- De earningsstrippingmaatregel beperkt de aftrekbaarheid van rentelasten voor vastgoedbeleggers, waarbij deze vanaf 2025 strenger wordt door het vervallen van de MKB-drempel.
- Vanaf 2025 mogen alle vastgoedlichamen – ongeacht rentesaldo – nog slechts 20% (mogelijk 25%) van hun fiscale EBITDA aan rentelasten aftrekken, wat door de gestegen rentestanden voor veel beleggers ingrijpende gevolgen heeft.
- Vastgoedbeleggers moeten strategisch omgaan met de toekomstige renteaftrekbeperkingen, zeker in het geval van vastgoed- of aandelenverkoop.
De earningsstrippingmaatregel is een renteaftrekbeperking binnen de vennootschapsbelasting.
Door de stijgende rente en plannen om de aftrek van rentelasten per 2025 verder te beperken, zullen vastgoedbeleggers de impact hiervan vaker gaan voelen.
In essentie beperkt de earningsstrippingmaatregel de aftrekbaarheid van rentelasten op twee manieren: de aftrekbare rente wordt gemaximeerd tot het hoogste bedrag van 20% van de fiscaal gecorrigeerde winst (EBITDA) of een rentesaldo van €1 miljoen, de zogenaamde MKB-drempel.
Echter, voor vastgoedlichamen met verhuurd vastgoed komt deze MKB-drempel vanaf 2025 te vervallen. Dit betekent dat vastgoedbeleggers vanaf dat jaar nog slechts 20% van hun fiscale EBITDA aan rente mogen aftrekken.
Hoewel er plannen zijn om deze grens te verhogen naar 25%, blijven de gevolgen ingrijpend, zeker in een tijd van hogere rentelasten. De belastingadviseurs van RSM zetten de gevolgen nog eens op een rijtje.
Veranderingen vanaf 2025
De wijziging die per 2025 wordt doorgevoerd, betekent dat vastgoedlichamen aanzienlijk minder rente kunnen aftrekken. Voor beleggers met hoge financieringskosten, vooral diegene met vastgoed gefinancierd met veel vreemd vermogen, kan dit leiden tot een lager rendement.

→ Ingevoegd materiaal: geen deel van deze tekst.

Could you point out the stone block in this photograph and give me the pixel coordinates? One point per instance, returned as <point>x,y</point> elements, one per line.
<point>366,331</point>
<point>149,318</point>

Bij de verkoop van vastgoed kunnen de gevolgen van de earningsstrippingmaatregel verder oplopen. In het geval van een vastgoedportefeuille die in 2035 wordt verkocht met een winst van €10 miljoen, wordt slechts 25% van deze winst (in dit geval €2,5 miljoen) in aftrek gebracht, terwijl het niet-verrekende rentesaldo uit de voorgaande jaren is opgelopen tot €5,5 miljoen.
Dit betekent dat er een bedrag van €3 miljoen aan rente oninbaar blijft voor aftrek, waardoor de belastingdruk toeneemt.